Über eine Abschussgenehmigung auch nur nachzudenken, sorry... aber das wär's ja wohl!!!
Die damit einhergehende Beunruhigung und Störung der benötigten Rastphase würde 
den Vögeln erheblich schaden, weit mehr als die paar lumpigen Tiere, die man völlig unnötig
töten würde.
Man kann wirklich nur hoffen, dass sich solch' ein Unsinn nicht durchsetzen wird.
Auch wir durften gestern zig Formationen beobachten, dem typischen Ruf lauschen und 
ein wenig traurig Abschied vom schönen Sommer nehmen.....


----------



## laolamia (20. Okt. 2013)

*AW: dann mal Tschüß*

hallo.

naja das ist so eine sache...alles ist toll wenn es nicht ueberhand nimmt und man SELBER nicht betroffen ist 
ich war letzte woche angeln und bin einige graeben abgelaufen, die felder sehen teilweise schlimm aus.
einige bauern der region muessen teilweise zweimal einsaehen.
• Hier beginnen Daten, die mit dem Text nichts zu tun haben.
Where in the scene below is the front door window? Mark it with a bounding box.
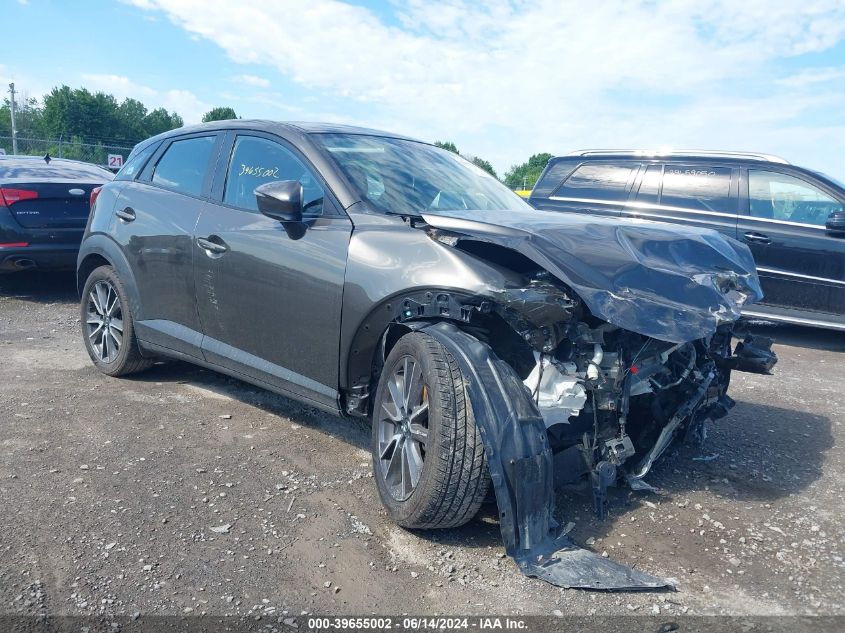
[224,136,324,216]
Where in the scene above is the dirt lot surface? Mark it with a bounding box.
[1,271,844,624]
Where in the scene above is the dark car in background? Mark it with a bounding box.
[0,155,113,273]
[529,150,845,331]
[75,120,777,590]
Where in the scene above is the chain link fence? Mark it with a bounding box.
[0,135,135,170]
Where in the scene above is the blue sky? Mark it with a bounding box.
[2,0,845,179]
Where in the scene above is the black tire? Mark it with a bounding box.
[372,331,489,529]
[80,265,153,377]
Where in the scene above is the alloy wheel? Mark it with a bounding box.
[377,356,430,501]
[85,280,124,363]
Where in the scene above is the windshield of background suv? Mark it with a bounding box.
[314,133,532,215]
[813,170,845,191]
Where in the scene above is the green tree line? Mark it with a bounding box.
[503,152,553,190]
[0,86,186,163]
[0,85,241,165]
[2,85,549,185]
[434,140,552,190]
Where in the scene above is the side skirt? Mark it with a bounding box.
[138,339,342,416]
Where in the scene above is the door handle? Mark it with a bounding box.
[196,236,228,254]
[743,231,771,245]
[115,207,136,222]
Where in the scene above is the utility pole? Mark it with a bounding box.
[8,82,18,155]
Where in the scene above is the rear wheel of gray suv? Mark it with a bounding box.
[372,331,489,529]
[81,265,153,377]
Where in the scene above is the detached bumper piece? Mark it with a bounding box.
[721,334,778,374]
[516,535,672,590]
[415,321,674,592]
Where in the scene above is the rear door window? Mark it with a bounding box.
[151,136,216,197]
[661,165,732,212]
[748,170,842,226]
[223,135,324,216]
[554,163,636,202]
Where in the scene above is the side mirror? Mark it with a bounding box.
[255,180,303,223]
[826,210,845,235]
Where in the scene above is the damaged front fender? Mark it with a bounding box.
[409,320,674,591]
[422,209,763,344]
[345,206,776,592]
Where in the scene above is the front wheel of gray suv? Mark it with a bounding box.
[371,331,490,529]
[80,265,153,377]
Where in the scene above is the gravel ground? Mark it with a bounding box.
[1,271,843,623]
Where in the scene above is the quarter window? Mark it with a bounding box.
[554,163,635,202]
[224,136,324,215]
[660,165,732,212]
[151,136,215,196]
[115,143,157,181]
[748,170,842,226]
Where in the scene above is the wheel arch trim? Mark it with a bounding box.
[76,235,142,317]
[342,287,485,408]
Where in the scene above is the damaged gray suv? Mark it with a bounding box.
[77,121,777,590]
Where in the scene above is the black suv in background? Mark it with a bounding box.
[529,151,845,331]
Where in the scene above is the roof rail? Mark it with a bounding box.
[565,149,790,165]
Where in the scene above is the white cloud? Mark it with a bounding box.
[79,73,211,124]
[125,0,845,176]
[81,73,157,100]
[777,67,845,88]
[161,89,212,124]
[234,74,271,88]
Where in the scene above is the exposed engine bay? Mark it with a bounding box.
[359,212,779,591]
[518,297,776,519]
[343,207,779,591]
[393,265,777,521]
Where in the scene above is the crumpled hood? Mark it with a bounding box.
[421,207,763,343]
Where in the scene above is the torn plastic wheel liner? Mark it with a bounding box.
[409,320,674,591]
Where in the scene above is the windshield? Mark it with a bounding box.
[314,133,531,215]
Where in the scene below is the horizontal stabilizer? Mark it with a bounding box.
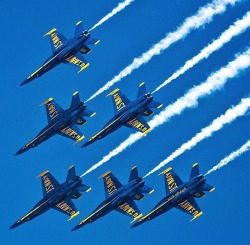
[78,183,91,193]
[190,163,200,180]
[133,193,145,201]
[83,108,96,117]
[140,185,154,194]
[76,117,87,126]
[80,46,91,54]
[142,107,154,117]
[137,82,147,98]
[149,100,163,109]
[202,183,215,192]
[129,166,139,182]
[85,36,100,45]
[71,191,82,200]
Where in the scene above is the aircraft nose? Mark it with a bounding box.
[9,222,21,230]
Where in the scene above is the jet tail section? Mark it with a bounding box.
[129,166,139,182]
[70,91,81,109]
[202,183,215,192]
[137,82,147,98]
[66,165,76,182]
[74,21,84,38]
[190,163,200,180]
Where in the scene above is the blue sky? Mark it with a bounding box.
[1,0,250,244]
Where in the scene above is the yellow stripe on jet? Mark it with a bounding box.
[209,187,215,192]
[40,97,53,106]
[159,167,172,175]
[98,171,111,179]
[36,170,49,178]
[44,28,57,37]
[130,213,143,224]
[190,211,203,222]
[68,211,80,221]
[78,63,90,73]
[107,88,119,97]
[139,82,145,87]
[76,21,82,26]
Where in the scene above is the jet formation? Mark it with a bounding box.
[132,163,215,228]
[15,92,95,156]
[10,166,91,229]
[21,21,100,86]
[82,82,163,147]
[72,166,154,231]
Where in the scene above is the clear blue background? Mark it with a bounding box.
[1,0,250,244]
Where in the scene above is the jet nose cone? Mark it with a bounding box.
[71,225,80,231]
[9,222,20,230]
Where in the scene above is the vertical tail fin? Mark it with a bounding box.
[66,165,76,182]
[129,166,139,182]
[71,91,81,109]
[75,21,84,38]
[190,163,200,180]
[137,82,147,98]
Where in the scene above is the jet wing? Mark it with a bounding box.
[53,198,80,221]
[107,88,131,115]
[58,125,84,144]
[176,197,203,221]
[64,51,89,73]
[99,171,122,198]
[160,167,184,195]
[38,170,60,196]
[115,200,143,223]
[44,28,67,53]
[125,115,151,134]
[41,97,64,124]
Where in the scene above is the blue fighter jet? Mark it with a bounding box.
[15,92,95,156]
[81,82,163,147]
[72,166,154,231]
[21,21,100,86]
[10,165,91,229]
[132,163,215,227]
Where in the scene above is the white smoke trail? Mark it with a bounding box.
[153,11,250,93]
[205,140,250,175]
[144,97,250,178]
[89,0,135,31]
[86,0,240,102]
[81,47,250,177]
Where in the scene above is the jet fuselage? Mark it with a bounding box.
[10,177,82,229]
[89,93,153,142]
[74,178,145,228]
[22,31,91,84]
[15,103,86,155]
[136,175,206,224]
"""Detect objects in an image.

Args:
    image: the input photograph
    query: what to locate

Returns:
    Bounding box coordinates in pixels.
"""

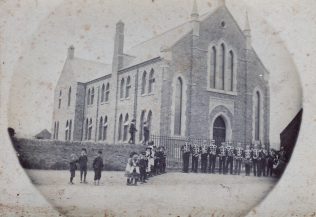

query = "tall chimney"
[68,45,75,59]
[112,20,125,72]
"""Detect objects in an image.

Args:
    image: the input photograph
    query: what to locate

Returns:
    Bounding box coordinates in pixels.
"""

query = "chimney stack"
[112,20,125,72]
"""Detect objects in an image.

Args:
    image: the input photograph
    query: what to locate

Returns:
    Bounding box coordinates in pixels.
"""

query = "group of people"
[69,148,104,185]
[181,138,280,177]
[125,142,167,185]
[128,119,150,146]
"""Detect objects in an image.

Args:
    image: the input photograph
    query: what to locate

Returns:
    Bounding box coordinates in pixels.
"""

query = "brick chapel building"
[52,0,270,146]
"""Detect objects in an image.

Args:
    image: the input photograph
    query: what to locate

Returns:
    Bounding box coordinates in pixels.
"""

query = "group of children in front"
[182,139,278,177]
[125,142,166,186]
[69,148,104,185]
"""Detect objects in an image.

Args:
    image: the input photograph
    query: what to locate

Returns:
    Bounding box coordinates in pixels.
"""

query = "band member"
[260,146,268,176]
[244,144,252,176]
[225,141,234,175]
[252,143,260,177]
[128,119,137,144]
[191,141,201,173]
[200,140,209,173]
[218,142,227,174]
[266,150,274,177]
[234,143,244,175]
[208,140,217,174]
[181,137,191,173]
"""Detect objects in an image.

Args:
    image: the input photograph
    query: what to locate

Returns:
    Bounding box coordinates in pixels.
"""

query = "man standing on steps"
[128,119,137,144]
[181,137,192,173]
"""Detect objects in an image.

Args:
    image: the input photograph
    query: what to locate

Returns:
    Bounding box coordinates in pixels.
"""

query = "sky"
[3,0,302,144]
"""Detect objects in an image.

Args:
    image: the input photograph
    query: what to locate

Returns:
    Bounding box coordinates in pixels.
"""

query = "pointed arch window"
[118,114,123,141]
[87,89,91,105]
[219,43,225,90]
[147,110,152,136]
[141,71,147,94]
[139,110,145,141]
[174,77,183,135]
[254,91,261,141]
[91,88,95,105]
[123,114,129,141]
[148,69,155,93]
[120,78,125,99]
[99,116,103,140]
[126,76,131,98]
[68,87,71,106]
[229,50,234,91]
[65,120,69,141]
[210,46,216,89]
[88,118,93,140]
[101,84,105,103]
[69,120,72,140]
[103,116,108,141]
[58,90,62,109]
[105,83,110,102]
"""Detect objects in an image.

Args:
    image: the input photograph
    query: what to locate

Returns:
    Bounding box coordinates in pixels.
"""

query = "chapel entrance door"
[213,116,226,146]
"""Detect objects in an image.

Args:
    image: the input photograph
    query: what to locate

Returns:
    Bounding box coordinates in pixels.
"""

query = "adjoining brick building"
[52,0,270,146]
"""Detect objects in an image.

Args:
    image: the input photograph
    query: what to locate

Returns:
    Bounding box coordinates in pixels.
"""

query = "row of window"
[53,120,72,140]
[58,87,72,109]
[209,43,235,91]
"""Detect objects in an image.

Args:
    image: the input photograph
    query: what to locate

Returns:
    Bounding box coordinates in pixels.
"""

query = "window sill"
[206,88,237,96]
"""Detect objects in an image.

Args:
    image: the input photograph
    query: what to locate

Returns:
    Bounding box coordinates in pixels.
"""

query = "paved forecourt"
[26,170,278,217]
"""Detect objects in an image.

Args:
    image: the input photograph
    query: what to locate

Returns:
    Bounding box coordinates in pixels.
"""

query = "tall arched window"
[58,90,62,109]
[56,121,59,139]
[174,77,183,135]
[254,91,261,141]
[88,118,93,140]
[118,114,123,141]
[229,50,234,91]
[69,120,72,140]
[147,110,152,136]
[105,83,110,102]
[126,76,131,98]
[139,110,145,141]
[123,114,129,141]
[210,46,216,89]
[87,89,90,105]
[148,69,155,93]
[91,88,95,105]
[213,116,226,146]
[103,116,108,141]
[85,118,88,140]
[219,43,225,90]
[101,84,105,102]
[99,116,103,140]
[65,120,69,140]
[120,78,125,99]
[68,87,71,106]
[141,71,147,94]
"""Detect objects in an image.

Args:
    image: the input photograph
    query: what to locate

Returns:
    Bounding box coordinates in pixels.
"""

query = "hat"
[98,150,102,154]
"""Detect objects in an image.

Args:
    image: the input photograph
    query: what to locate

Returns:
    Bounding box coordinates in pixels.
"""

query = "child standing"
[125,152,140,185]
[78,148,88,183]
[139,152,147,183]
[93,150,104,185]
[69,154,78,184]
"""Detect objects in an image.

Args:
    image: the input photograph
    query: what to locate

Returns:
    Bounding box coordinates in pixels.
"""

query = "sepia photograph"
[2,0,307,216]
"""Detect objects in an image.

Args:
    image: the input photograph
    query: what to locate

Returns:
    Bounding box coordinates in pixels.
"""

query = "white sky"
[3,0,302,144]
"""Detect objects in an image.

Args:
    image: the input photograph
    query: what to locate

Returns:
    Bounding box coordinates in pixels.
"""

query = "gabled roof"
[124,10,215,68]
[35,129,51,139]
[67,57,111,83]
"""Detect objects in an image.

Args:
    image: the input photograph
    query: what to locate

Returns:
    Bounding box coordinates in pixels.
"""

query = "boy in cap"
[69,153,78,184]
[139,151,147,183]
[78,148,88,183]
[93,150,104,185]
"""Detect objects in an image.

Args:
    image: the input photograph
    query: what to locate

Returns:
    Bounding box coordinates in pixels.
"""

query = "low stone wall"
[12,138,145,171]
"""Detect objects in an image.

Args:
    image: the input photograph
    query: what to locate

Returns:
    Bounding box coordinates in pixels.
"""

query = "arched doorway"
[213,116,226,146]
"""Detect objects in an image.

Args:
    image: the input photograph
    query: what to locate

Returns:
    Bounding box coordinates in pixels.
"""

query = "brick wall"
[13,138,145,171]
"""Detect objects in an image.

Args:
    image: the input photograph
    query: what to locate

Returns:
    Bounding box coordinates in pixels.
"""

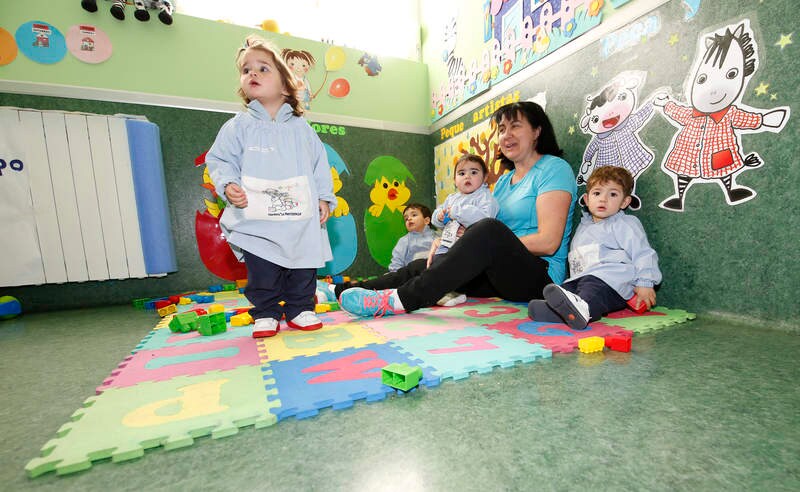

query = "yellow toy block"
[230,312,254,326]
[207,303,225,314]
[314,303,331,313]
[157,304,177,317]
[178,297,192,305]
[578,336,605,354]
[235,279,248,288]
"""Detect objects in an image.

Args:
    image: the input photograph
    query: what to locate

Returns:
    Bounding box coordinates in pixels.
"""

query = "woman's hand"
[224,183,248,208]
[319,200,330,225]
[427,238,441,268]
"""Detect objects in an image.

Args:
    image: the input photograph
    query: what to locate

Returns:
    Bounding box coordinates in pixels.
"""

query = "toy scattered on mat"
[0,295,22,320]
[605,334,632,352]
[168,311,227,336]
[382,363,423,391]
[626,294,649,314]
[578,336,605,354]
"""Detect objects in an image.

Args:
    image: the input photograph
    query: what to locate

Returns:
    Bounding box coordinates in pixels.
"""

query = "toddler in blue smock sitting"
[389,203,435,272]
[528,166,661,329]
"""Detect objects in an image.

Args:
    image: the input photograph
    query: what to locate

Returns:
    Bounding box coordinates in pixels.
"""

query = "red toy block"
[186,308,208,316]
[168,295,182,305]
[154,300,171,309]
[605,334,632,352]
[626,295,648,314]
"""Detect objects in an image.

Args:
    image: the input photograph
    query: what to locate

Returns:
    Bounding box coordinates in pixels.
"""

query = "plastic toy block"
[325,301,340,311]
[168,295,181,305]
[235,279,248,288]
[605,334,632,352]
[342,276,350,282]
[223,283,237,291]
[207,304,225,314]
[154,300,171,310]
[208,285,223,293]
[234,307,251,315]
[132,298,148,309]
[208,312,227,334]
[157,304,177,317]
[198,295,215,303]
[195,314,226,336]
[187,308,208,316]
[230,312,254,327]
[381,363,423,391]
[168,312,199,333]
[143,300,156,311]
[314,303,331,313]
[332,275,343,283]
[626,295,648,314]
[178,297,192,305]
[578,336,605,354]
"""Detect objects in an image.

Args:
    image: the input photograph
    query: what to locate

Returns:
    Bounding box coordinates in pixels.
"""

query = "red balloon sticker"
[329,78,350,98]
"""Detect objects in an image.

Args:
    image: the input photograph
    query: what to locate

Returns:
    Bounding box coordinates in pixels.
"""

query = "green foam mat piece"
[25,366,278,478]
[599,306,696,334]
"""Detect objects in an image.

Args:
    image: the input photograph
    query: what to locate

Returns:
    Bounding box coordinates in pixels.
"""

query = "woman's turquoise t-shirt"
[492,154,577,284]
es ist wie mit den woelfen...schoen wenn man kein schaefer ist 
komorane wenn man kein fischer ist....

ich wohne zwischen gülper see und trappen aufzucht

ein kumpel von mir war mal in der trappenstation "zivi" und hat jede nacht mit den trappen gezeltet daas der fuchs nicht kommt....leider waren die tiere danach so zahm das sie ihre natuerlich scheu verloren haben und meist durch autos umgekommen sind

und in einer region die in den neunzigern 20% arbeitslosigkeit hatte ist es schwer zu vermitteln fuer 30 trappen 23mio DM auszugenben..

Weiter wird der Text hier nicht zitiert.